As usual, we eventually ended up talking about the time before and after perestroika. Both Nikolai Vadimovich and the mayor of Oyondarnahk pointed out all the well-known problems which had arisen due to the fast change, but, both also noted, contrary to the normal opinions we´ve heard, that there were also plenty of positive aspects with the change. They even believed that there were more positive times coming up ahead. I told them, as I always do, about the general simplified image that we Swedes were fed regarding the times of the Soviet union, before the perestroika hit this vast land. I told them about a bleak, depressing picture of utterly serious people who were run by scrupulous dictator´s waving stone faced from the walls of the Kremlin. I told them about the deadly KGB and that we figured all Russians spent all days waiting in long queues to buy bread. And, it was almost impossible for a traveler to enter this vast land.
“One of the very positive aspects with perestroika…” , Nikolai Vadimovich continued; “…is the fact that borders are open for everybody to come.”
I told them about how difficult, how extremely costly and time-consuming it had been for us to be able to get the privilege to travel the Kolyma. Whether it is post-perestroika or not.
“Well”, Nikolai Vadimovich said; “Even though perestroika took place years ago, it still hasn´t arrived fully to Srednekolymsk.”
“But, what about the KGB during the Soviet Era here in Srednekolymsk” , I asked, “Did they track down, harass and imprison non-believers, did they use snitches and did they turn up at peoples doors in the middle of the night, taking them away and were people terrified to death by their presence?”

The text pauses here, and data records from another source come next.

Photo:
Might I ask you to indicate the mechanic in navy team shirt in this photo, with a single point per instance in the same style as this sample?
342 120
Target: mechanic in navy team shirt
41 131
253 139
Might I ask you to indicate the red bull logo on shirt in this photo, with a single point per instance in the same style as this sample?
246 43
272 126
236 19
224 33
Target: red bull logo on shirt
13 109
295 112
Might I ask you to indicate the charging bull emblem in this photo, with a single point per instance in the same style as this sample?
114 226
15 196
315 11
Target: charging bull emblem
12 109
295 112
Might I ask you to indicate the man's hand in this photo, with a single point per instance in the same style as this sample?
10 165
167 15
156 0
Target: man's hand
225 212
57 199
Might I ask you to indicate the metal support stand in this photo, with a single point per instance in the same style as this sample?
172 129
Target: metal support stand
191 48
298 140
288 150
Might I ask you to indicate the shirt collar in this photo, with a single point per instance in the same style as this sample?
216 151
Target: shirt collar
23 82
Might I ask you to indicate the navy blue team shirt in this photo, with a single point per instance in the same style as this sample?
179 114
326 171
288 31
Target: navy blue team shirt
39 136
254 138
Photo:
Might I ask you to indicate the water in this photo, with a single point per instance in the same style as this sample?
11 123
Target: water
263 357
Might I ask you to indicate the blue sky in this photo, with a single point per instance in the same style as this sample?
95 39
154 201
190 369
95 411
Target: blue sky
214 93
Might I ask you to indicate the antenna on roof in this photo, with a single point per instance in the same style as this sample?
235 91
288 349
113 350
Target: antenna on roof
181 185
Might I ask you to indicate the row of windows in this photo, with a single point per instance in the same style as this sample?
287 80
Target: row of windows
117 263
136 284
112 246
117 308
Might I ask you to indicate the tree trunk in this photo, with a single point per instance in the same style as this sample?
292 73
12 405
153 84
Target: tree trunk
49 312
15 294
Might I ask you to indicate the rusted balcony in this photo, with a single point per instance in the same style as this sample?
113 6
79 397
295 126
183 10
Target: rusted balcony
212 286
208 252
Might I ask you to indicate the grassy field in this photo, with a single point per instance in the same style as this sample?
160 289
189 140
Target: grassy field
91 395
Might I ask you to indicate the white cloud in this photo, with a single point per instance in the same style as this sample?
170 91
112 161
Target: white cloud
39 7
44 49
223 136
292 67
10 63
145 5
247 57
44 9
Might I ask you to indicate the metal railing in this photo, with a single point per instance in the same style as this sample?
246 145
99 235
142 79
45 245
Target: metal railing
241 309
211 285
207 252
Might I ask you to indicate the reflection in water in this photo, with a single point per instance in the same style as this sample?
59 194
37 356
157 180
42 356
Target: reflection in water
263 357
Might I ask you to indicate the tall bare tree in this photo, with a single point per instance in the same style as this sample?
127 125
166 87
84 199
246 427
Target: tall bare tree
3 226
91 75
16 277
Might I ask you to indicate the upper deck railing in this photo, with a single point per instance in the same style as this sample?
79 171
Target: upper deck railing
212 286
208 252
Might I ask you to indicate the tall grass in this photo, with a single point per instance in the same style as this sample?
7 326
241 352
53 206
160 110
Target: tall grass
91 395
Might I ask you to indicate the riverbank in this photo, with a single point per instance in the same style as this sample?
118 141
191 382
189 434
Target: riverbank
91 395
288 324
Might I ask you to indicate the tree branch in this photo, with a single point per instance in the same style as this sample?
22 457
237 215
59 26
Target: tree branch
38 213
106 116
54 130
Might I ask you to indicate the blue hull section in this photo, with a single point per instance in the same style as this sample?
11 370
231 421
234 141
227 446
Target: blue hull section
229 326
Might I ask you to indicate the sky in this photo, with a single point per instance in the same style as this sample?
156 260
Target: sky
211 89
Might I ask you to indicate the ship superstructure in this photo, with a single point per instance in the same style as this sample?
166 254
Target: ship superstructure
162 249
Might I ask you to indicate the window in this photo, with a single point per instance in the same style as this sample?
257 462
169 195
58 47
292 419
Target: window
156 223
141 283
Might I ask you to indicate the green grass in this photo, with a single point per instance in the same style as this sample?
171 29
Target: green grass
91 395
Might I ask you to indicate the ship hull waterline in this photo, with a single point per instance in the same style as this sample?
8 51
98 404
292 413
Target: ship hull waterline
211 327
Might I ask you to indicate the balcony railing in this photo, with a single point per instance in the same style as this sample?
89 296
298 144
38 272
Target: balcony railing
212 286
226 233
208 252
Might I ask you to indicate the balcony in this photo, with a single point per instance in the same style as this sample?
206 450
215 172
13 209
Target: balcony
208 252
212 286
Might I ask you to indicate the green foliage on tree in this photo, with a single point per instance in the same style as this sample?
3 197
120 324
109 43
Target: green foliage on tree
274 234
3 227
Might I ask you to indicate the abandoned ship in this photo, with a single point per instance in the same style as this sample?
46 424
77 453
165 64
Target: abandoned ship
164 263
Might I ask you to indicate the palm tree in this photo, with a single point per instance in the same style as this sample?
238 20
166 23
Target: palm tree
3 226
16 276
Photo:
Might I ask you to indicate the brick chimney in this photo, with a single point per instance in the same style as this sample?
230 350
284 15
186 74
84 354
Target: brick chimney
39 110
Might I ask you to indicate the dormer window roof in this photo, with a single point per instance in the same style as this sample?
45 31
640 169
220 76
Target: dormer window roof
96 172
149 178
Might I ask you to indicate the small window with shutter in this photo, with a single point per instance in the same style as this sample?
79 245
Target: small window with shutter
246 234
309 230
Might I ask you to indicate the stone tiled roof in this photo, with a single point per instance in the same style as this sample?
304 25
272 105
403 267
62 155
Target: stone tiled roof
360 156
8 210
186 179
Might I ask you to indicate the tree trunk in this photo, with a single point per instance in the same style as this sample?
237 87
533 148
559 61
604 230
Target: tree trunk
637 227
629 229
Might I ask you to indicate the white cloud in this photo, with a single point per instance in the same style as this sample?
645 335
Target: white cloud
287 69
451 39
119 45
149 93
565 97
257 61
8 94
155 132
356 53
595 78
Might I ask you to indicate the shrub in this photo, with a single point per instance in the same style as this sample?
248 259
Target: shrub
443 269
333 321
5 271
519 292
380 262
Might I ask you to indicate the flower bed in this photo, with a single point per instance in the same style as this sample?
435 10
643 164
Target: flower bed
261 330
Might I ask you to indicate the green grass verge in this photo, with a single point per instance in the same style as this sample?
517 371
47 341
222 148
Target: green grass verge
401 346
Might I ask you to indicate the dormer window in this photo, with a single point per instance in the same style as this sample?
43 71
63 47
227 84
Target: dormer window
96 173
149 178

“You must have read that in a book” , they both answered at the same time; “It wasn´t like that at all. A state needs a security police, there´s no doubt about that. This applies to all countries. And regarding the KGB in Srednekolymsk, they did exist, but you never saw them. At times a KGB officer from Moscow came for a visit, checked things for a few days and than left. That´s it.”

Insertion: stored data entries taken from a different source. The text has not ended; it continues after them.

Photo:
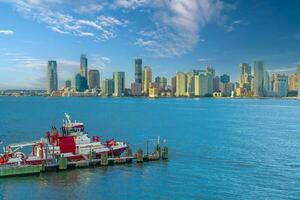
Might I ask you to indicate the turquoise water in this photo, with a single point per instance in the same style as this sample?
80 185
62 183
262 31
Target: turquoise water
219 148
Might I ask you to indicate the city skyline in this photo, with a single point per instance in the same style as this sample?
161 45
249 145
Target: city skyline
221 34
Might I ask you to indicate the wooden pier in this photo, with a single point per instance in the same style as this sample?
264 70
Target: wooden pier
62 164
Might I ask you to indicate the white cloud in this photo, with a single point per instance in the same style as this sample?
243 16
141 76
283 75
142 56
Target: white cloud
177 24
6 32
63 22
203 59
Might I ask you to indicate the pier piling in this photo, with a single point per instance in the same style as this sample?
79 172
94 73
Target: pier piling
139 156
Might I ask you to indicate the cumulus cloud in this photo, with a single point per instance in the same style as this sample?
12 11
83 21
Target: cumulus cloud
64 22
177 24
6 32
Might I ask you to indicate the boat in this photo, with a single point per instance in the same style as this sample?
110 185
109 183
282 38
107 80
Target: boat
71 142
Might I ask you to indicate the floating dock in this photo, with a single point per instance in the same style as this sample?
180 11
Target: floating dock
62 164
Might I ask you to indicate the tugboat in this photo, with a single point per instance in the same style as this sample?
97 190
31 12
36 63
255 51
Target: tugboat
72 142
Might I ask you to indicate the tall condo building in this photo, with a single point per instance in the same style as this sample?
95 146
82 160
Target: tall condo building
119 83
298 73
245 76
68 84
147 79
293 82
83 66
80 83
173 84
138 70
181 84
204 84
107 87
94 79
259 75
280 85
163 83
225 78
190 84
52 83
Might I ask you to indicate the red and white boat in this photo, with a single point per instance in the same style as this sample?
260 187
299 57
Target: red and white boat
71 142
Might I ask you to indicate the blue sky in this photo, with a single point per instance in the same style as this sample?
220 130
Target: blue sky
170 36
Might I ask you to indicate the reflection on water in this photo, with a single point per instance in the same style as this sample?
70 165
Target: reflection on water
219 149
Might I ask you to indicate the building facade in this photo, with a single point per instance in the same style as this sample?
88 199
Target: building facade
80 83
52 81
138 70
259 74
94 79
147 79
136 89
280 85
84 66
107 87
119 83
68 84
181 84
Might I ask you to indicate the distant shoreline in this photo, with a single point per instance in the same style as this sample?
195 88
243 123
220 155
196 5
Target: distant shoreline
151 98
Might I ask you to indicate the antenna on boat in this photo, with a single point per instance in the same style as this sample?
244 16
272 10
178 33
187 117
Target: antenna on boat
68 117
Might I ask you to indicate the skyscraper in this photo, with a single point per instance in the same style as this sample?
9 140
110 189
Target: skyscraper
107 87
200 85
259 74
181 84
147 79
80 83
52 83
293 82
298 73
68 84
225 78
83 66
280 85
119 83
94 79
245 76
163 83
173 84
138 70
190 84
216 84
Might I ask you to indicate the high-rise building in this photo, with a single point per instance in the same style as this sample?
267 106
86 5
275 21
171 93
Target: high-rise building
83 66
280 85
181 84
52 82
173 84
80 83
107 87
119 83
157 79
225 78
298 73
259 74
200 85
136 89
190 84
147 79
245 76
68 84
163 83
94 79
267 87
203 84
216 84
138 70
293 82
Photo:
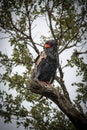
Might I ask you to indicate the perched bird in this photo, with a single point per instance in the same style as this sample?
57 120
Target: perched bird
46 63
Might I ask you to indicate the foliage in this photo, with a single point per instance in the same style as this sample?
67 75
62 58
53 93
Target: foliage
68 24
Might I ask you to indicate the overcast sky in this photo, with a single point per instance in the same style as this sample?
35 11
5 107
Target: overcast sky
69 74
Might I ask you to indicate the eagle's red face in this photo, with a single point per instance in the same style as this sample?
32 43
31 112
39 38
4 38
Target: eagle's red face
47 45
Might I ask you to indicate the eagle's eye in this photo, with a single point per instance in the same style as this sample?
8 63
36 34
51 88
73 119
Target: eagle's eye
47 45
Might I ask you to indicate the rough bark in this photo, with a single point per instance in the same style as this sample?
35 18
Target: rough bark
76 117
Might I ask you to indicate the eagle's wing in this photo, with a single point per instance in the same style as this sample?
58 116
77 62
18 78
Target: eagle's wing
37 62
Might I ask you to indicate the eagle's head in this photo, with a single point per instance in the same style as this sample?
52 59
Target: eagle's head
51 47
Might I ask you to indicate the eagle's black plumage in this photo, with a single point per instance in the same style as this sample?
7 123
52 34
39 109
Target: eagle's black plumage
46 63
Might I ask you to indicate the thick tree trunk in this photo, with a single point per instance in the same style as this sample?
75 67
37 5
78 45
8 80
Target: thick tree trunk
76 117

They told my exactly the same things that I was told in Zyryanka. A bit of a disappointment, of course, after having read an enormous amount of exiting books and seen a number of thrillers from Hollywood which has involved the most dangerous of KGB-agents! Seriously, my opinion is that it was people in the big cities in the west, which suffered the most of all the negative aspects which came with the Soviet Era. Total control, the great worry about spies, the danger for people with different opinions and the internal narrow-mindedness. This is probably also the reason why so many along the Kolyma talk so positively about the Soviet era.

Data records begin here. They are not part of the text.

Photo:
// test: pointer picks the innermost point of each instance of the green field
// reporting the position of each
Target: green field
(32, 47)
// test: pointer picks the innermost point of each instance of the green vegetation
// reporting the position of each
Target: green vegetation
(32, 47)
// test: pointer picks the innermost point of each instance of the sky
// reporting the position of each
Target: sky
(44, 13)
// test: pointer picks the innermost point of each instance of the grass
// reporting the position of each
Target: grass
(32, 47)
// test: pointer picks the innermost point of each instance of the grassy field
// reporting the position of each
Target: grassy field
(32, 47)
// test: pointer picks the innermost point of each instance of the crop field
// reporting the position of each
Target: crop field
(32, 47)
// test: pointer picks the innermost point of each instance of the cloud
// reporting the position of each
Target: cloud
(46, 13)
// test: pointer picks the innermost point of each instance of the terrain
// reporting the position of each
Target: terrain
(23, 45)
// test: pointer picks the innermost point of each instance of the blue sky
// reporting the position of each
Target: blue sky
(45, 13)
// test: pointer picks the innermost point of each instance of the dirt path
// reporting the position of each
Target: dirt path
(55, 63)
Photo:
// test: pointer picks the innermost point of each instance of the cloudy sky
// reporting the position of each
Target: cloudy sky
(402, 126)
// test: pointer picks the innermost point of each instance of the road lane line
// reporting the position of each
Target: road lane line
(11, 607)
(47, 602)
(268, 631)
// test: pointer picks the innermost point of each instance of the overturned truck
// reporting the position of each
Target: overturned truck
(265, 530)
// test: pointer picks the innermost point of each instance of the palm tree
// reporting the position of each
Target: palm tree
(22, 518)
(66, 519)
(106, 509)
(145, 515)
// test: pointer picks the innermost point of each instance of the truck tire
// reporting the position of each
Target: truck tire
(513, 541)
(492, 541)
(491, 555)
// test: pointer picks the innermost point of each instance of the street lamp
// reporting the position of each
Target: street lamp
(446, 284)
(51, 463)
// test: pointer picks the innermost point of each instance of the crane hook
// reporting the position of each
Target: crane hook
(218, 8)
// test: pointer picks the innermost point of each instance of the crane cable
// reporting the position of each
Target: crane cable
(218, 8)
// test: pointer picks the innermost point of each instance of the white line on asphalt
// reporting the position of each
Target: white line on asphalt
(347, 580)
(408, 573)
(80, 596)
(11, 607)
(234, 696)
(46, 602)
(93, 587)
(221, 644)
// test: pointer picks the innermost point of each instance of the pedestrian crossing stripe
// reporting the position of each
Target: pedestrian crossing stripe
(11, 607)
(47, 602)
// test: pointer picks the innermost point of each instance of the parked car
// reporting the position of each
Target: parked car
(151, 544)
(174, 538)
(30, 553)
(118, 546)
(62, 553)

“But, it´s definitely very nice to meet people from other countries” , Nikolai Vadimovich laughed; “You´re not like we thought either!”
Excellent blog – thanks for these insights, Mikael!
Great insight, Mikael! Indeed, nobody said there were innocent captives in camps, at least, openly. Everything was revealed with perestroika and Mr. Gorbachev, who celebrated his 80th anniversary a couple of days ago.